Что «все», она не знала и не понимала, почему принести ему стакан чая со льдом в сарай и рассказать про нового щенка Лори Ленгджилл значит внушить ему мысль, что он может забираться к ней между ног и жать там, когда ему захочется, но все-таки поверила, что чем-то толкнула его на такое поведение, и ей было стыдно. Это-то, по-моему, и было самым скверным — не страх, а стыд.
Она сказала, что решила было рассказать все миссис Ширс, школьному психологу. И даже записалась на прием, но пока ждала, — разговор у той с девочкой, которая пришла раньше, затянулся, — ей страшно стало. Это меньше месяца назад было до нашего разговора, только-только занятия в школе начались.
— Я вдруг подумала, а как я скажу такое? — рассказывала она мне, пока мы сидели на скамье у кормового трапа. К тому времени полпролива мы уже проплыли, и Восточный мыс был хорошо виден, весь в лучах осеннего солнца. Селена наконец перестала плакать — иногда вдруг всхлипывала, и платок мой насквозь промок, но она себя почти все время в руках держала, и очень я ею гордилась. Но мою руку она не выпускала, а сжимала будто тисками все время, пока мы говорили. На следующий день рука у меня вся в синяках была.

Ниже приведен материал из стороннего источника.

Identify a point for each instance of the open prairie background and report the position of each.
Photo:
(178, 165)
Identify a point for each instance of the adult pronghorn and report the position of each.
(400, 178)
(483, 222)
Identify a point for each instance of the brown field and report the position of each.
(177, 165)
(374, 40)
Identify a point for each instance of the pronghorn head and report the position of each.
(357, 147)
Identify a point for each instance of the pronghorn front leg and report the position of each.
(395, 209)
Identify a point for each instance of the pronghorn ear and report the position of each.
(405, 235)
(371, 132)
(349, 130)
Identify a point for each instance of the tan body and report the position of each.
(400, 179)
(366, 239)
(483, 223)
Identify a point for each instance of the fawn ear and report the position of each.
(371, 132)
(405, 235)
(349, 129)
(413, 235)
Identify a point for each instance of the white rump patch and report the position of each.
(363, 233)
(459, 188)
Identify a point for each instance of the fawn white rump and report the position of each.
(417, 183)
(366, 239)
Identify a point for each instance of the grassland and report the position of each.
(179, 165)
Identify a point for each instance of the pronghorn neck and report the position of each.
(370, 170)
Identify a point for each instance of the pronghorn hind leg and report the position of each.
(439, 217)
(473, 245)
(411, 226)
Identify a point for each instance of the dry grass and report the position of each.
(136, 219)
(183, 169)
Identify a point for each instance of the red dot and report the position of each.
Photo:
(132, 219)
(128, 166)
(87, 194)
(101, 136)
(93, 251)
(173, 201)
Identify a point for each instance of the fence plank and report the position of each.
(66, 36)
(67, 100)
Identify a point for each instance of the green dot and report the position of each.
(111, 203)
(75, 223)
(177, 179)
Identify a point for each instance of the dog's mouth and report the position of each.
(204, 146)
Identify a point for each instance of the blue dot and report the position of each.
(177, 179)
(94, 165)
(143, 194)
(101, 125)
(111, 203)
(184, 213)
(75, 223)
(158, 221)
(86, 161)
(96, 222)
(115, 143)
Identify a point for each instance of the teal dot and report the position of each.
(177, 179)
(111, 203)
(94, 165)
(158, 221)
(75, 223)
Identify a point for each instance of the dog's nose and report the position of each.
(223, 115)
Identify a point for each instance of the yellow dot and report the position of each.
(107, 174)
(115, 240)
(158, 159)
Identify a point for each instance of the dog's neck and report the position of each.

— Я подумала, каково это будет сесть и сказать: «Миссис Ширс, мой отец добивается от меня, вы знаете чего». А она такая тупая, такая… такая старая, что, конечно, скажет: «Нет, я не знаю, чего, Селена. О чем ты говоришь?» И будет каждое слово растягивать для внушительности. И мне придется сказать ей, что мой собственный отец пытается переспать со мной, а она мне не поверит, потому что в ее кругу так не делают.
— Думается, делают так везде в мире, — говорю я. — Печально, но факт. И по-моему, школьный психолог должен про это знать, если она не последняя дура. А миссис Ширс — последняя дура, Селена?
— Нет, — говорит Селена. — По-моему, нет, мамочка, но…
— Родная, неужто ты думала, что ты самая первая на свете, с кем такое случилось? — спрашиваю. Но она ответила опять так тихо, что я не расслышала и переспросила.
— Я не знала, первая я или нет, — говорит она и прижимается ко мне. Я ее тоже обняла покрепче. — Ну, так или не так, — сказала она потом, — а я, пока сидела там, поняла, что этого мне не выговорить. Может, войди я сразу, то выпалила бы, но когда мне пришлось подождать, я начала раздумывать и думать, а что, если папа прав и ты решишь, что я скверная девчонка…
— Ну уж этого я никогда не подумаю, — перебила я и опять обняла ее покрепче.
Она мне улыбнулась, да так, что у меня на сердце сразу потеплело.
— Теперь я знаю, — говорит, — но тогда совсем уверена не была. И пока я сидела там и смотрела в стеклянную дверь, как миссис Ширс разговаривает с той девочкой, я вдруг нашла хорошую причину не входить к ней.